Strengths and limitations

Some limitations in the current study are related to the cross-sectional nature of the research, which needs to be considered when interpreting and generalizing the findings. As this study was conducted during the COVID-19 pandemic, generalizability is limited in relation to general or non-lockdown periods. Further, the causal relationship between smartphone addiction and experienced discomfort cannot be definitively established. Additionally, the consequences of smartphone addiction are beyond the measured variables of this study and longitudinal or follow-up research would be required to determine the affect on biopsychosocial health status. As the age of the smartphone user is gradually decreasing, future studies should consider the evaluation of the consequences of smartphone overuse through multiple approaches that account for both the physical and psychosocial consequences of the individual users.
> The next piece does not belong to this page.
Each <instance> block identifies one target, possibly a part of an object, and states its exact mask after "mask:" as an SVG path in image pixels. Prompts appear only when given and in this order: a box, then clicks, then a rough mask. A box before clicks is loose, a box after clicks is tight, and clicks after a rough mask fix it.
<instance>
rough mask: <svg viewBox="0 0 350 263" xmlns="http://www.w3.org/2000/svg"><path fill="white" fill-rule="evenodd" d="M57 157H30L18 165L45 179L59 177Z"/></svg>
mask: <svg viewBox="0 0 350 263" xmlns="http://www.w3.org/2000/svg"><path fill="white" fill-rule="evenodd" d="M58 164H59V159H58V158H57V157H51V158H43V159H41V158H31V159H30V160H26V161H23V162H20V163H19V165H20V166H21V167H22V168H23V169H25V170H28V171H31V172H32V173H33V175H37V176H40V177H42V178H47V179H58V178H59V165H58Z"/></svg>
Some strenghts in the current study are related to this being the first such study in a Persian population, that it reflects differences in usage preferences by gender that do not alter the overall useage prevelance, and that the findings support work from various different regions in previous research, which together provide an updated undersetanding and progression of the knowledge within this field.

Conclusions

This study demonstrated an increased smartphone addiction and prevalence among Iranian school children during the COVID-19 pandemic when compared to pre-epidemic findings. The students used the smartphone more than 6-h per day, which is a risk for their health status. The most common reasons for smartphone usage were reported as being for social communication, camera, web-surfing and gaming. However, though the primary aims of smartphones usgae during this pandemic period were learning strategies, performing school tasks, and maintaining social interaction, it appears that other patterns of use had become dominant. Concerns about the diverse health effects should be considered due to the obtained correlation between the duration of smartphone use and the experienced discomfort in different body regions such as the neck, wrist and eyes. Parents should be aware of the adverse effects of overuse and inappropriate use of smartphones by their children. Parents should consider how they control and monitor the pattern of smartphone usage in order to prevent the risks of musculoskeletal disorders being created. By incorporating other physical and recreational activites in the childrens daily program, a preventative effect can be provided that reduces the smartphone overuse and consequently its subseqeunt affects on the childrens’ health.